Chase glanced over at her, almost missing her smug smile. She was picking on him; he could feel it. She had been doing it for days.
He lifted his drink and sipped from it, his eyes following Kia's progress when he noticed Jaci rise from the table and join Courtney.
That was never a good sign. Courtney and Jaci together were damned dangerous. And within minutes, they were at Kia's side.
He brooded as Kia stared at them in surprise. A little frown edged at her brow, and for a moment she looked confused.
Jaci laughed and tugged at her arm, finally managing to draw her away from the older couples she was standing among and pulling her over to another table. He bit back his groan. Hell. This was a nightmare. If those women managed to corrupt Kia, she would never be the same again.
There were eight of them now. It had begun with that little witch Tally Rafferty. She had pulled together the women she knew were married to the club members and friends of her lovers, Lucian and Devril Conover. They had formed a friendship, a sisterhood, that had become terrifying to the men in their lives.

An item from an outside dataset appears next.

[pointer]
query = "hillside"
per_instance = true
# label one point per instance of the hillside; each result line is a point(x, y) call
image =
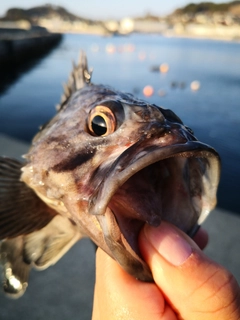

And now they were befriending Kia.
He had an overwhelming urge to jerk her from their grasp and hide her from them forever. Not that there was anything bad about any of them. They were the kindest women Chase had ever met. Good-hearted, sweet, loving, and devious as hell.
He leaned back in his chair and narrowed his eyes on them. Kia seemed a little off balance, as though she wasn't quite certain what she was doing there with the other women. She was talking, smiling, but he caught the nervous little looks, the uncertainty.
Damn Drew Stanton and the women who had made her so uncertain of her own appeal, her ability to choose and make friends. Her lack of confidence in herself as a woman.
Though, he admitted, even in the short time he had been allowed in her bed, that confidence had grown. Grown so much that she had thrown him right out of that bed.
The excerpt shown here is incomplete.